In welcoming you to issue no. 5 of our magazine, I will try and illustrate the reasons that led to Inkroci being a bilingual magazine, and will take the opportunity to reflect on the meaning of what we do. Like all matters of a certain interest, this complex theme can probably be most usefully dealt with from different perspectives and insights.
One consideration that immediately comes to mind concerns the close link that exists between language and culture. According to a definition given by UNESCO (1970), culture is a process of communication between men. Being human is to exist in relation to others. Since English has become an international language, we believe that using it may give us the chance to reach a larger number of readers, and so contribute to greater cultural intensity and completeness.
Aiming at this goal, shouldn’t we then publish our magazine only in English?
We can answer in the words of Nelson Mandela: «If you speak a language a person can understand, that goes to his head, but if you speak his mother tongue, that goes to his heart». Inkroci operates in the field of literature, and it is its ambition to build dialogue, to share the representation of experiences, to expand intersubjectivity and to experiment with words. Given the bidirectional relationship between thought and language, we are convinced that the promotion of writing in the language of our own thoughts and emotions sustains the quality and meaningfulness of our texts.
Inkroci is not insensitive to the challenges of internationalization, which is encouraged in many areas of education and research, but we prefer to interpret this concept as multilingualism and cultural diversity, and we focus on it in the space in Inkroci entitled Literatures from the world, where pieces in other languages can also be found.

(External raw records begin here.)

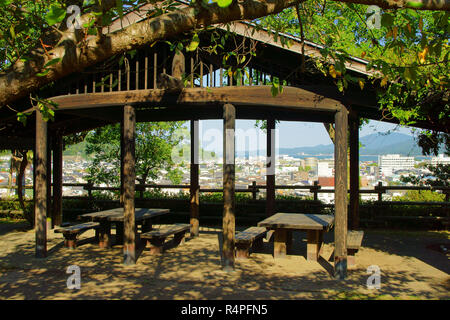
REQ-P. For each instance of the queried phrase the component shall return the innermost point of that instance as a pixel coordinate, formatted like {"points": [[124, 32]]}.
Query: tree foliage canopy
{"points": [[154, 144], [407, 48]]}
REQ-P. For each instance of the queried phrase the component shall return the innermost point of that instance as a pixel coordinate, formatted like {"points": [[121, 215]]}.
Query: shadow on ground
{"points": [[193, 271]]}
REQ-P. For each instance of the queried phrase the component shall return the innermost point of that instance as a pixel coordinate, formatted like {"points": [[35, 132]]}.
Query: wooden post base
{"points": [[70, 240], [351, 260], [156, 245], [242, 250], [104, 235], [279, 245], [179, 238], [314, 246]]}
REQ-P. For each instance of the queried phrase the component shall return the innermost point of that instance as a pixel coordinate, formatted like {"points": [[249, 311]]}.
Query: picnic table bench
{"points": [[142, 216], [284, 223], [72, 232], [251, 238], [157, 237]]}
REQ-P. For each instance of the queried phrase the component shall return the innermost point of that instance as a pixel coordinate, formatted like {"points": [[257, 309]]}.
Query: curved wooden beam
{"points": [[255, 95]]}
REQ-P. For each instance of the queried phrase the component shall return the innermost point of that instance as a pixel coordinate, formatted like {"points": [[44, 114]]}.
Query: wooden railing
{"points": [[254, 189]]}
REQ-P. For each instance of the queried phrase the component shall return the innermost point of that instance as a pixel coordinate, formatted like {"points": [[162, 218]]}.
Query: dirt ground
{"points": [[411, 268]]}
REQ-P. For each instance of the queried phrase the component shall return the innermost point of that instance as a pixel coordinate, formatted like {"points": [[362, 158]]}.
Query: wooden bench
{"points": [[249, 238], [71, 233], [354, 240], [157, 237]]}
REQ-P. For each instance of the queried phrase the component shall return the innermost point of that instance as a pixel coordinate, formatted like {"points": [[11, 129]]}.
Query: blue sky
{"points": [[297, 134]]}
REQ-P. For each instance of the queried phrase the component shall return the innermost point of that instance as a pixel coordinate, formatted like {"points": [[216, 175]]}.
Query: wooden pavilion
{"points": [[157, 84]]}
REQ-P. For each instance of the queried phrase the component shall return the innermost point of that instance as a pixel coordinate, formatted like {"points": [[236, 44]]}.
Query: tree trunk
{"points": [[20, 176]]}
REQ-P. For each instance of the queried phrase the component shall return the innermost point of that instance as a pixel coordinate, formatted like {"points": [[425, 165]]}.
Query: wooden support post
{"points": [[354, 170], [270, 167], [279, 245], [314, 245], [254, 190], [129, 176], [316, 196], [57, 179], [121, 163], [50, 222], [40, 204], [229, 123], [195, 185], [380, 191], [340, 194]]}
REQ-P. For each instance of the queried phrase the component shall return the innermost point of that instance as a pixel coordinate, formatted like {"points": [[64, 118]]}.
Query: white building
{"points": [[323, 169], [392, 162], [441, 159]]}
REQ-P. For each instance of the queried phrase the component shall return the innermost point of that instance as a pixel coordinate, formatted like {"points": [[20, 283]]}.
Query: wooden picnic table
{"points": [[142, 216], [284, 223]]}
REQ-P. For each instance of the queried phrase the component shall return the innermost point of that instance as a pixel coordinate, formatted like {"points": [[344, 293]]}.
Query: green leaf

As a consequence, this choice implies that we commit ourselves to translating our texts from English or into English. In my opinion, quality writing is synonymous with synthesis and conciseness; therefore I personally find great satisfaction when I approach the English language. To translate literature, you must be passionate about it; the word passion comes from the Latin patire and conveys the idea of suffering. I remember that I found studying English at elementary school extremely demanding. Perhaps my difficulty in understanding has since turned into its opposite: the desire to clarify and make it accessible, first and foremost to myself and then to others. This then turned into the love for translation, which is basically a love for words, that I share with the whole group at Inkroci.

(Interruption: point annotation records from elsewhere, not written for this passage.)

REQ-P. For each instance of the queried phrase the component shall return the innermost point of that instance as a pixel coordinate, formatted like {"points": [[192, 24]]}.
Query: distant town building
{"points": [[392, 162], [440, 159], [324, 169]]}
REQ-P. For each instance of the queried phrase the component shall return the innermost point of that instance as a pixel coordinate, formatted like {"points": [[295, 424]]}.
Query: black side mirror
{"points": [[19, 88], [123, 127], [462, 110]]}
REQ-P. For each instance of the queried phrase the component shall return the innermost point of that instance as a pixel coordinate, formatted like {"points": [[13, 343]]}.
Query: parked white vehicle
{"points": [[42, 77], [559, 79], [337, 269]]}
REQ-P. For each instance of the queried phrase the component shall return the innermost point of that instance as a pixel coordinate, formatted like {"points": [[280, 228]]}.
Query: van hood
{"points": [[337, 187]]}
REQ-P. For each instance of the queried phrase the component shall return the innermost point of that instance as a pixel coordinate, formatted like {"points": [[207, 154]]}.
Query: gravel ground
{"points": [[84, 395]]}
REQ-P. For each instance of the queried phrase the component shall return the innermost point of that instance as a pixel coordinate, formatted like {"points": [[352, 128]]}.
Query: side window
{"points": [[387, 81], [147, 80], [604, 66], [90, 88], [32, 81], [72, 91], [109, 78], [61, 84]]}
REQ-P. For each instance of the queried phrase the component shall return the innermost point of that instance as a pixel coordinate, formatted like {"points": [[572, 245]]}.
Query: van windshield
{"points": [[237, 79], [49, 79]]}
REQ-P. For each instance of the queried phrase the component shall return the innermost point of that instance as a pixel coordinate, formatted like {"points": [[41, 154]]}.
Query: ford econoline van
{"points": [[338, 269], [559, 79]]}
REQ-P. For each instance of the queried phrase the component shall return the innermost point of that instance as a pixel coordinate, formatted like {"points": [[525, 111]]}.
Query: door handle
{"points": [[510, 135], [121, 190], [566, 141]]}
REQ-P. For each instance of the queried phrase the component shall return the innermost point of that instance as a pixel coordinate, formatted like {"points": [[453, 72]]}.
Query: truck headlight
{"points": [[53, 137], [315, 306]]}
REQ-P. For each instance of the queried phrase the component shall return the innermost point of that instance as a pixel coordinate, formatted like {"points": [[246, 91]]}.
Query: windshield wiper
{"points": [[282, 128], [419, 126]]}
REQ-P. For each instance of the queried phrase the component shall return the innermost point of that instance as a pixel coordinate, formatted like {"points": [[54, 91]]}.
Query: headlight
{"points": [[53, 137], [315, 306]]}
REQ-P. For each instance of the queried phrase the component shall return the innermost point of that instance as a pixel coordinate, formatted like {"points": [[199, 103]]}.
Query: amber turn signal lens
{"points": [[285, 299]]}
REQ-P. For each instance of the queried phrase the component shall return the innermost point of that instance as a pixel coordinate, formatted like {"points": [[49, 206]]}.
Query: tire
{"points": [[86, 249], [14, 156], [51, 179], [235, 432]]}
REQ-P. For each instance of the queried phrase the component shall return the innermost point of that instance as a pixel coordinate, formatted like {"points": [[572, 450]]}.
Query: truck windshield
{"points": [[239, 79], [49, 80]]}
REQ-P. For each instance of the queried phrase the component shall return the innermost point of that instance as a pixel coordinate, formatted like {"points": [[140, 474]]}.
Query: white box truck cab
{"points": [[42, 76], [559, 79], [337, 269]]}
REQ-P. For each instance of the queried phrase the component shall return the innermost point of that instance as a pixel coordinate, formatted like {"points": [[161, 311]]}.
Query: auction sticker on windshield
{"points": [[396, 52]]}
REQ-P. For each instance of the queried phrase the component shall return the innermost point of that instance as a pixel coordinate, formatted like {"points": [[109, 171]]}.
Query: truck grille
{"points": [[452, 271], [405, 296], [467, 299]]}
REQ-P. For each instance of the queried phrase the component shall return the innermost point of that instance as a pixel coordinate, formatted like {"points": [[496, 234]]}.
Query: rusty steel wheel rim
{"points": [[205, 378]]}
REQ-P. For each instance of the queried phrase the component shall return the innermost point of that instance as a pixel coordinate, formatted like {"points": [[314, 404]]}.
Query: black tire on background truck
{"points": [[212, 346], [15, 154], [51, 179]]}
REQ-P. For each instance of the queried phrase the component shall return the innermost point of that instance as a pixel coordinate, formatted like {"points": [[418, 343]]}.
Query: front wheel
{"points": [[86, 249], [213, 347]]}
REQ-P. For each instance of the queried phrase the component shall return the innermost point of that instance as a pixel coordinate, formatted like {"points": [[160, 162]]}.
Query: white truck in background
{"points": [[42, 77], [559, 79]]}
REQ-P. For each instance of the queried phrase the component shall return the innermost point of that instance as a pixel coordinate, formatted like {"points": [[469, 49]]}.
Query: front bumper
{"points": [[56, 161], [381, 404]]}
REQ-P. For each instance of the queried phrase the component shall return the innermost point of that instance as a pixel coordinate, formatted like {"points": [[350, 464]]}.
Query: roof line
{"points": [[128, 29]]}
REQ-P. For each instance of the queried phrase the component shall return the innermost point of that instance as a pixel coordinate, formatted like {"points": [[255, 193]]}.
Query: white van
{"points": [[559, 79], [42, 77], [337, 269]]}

Translation is a form of knowledge, a communicative act and the place of a meeting where the distances in space and time dissolve, where we discover other people and our own self-consciousness, tracing the threads of our identity. According to Italo Calvino, «translating a book is the best way to read it».
Of course, a language is not made just of words alone; and the act of translating, as Umberto Eco argues, is not only the transposition from one culture to another, but is also the adaptation of existing contents to contexts which have changed or which never existed. This is a space of challenge, beauty and freedom, and a necessarily imperfect act (http://cartaecalamaio.com/2012/07/09/lannosa-questione-del-tradurre-e-tradire/). In this space, there is gratification in the chisel work, the attention to detail, to commas and nuances, in the knowledge that form and substance are two poles which need to be kept in perfect balance.
Milan Kundera, who always obsessively revised and corrected the translations of his books, once wrote: «People say that a translation is like a woman: she is either faithful or beautiful. It is the most stupid adage I know. In fact, a translation is beautiful if it is faithful».
In conclusion, I would like to quote from an interview (in our no. 2 issue) where Erri De Luca describes how the exercise of precision, inspired by a sense of admiration for the other language, allows you to root yourself in the vocabulary of your own language: «When somebody asks me how to become a writer, I simply answer: first become a translator».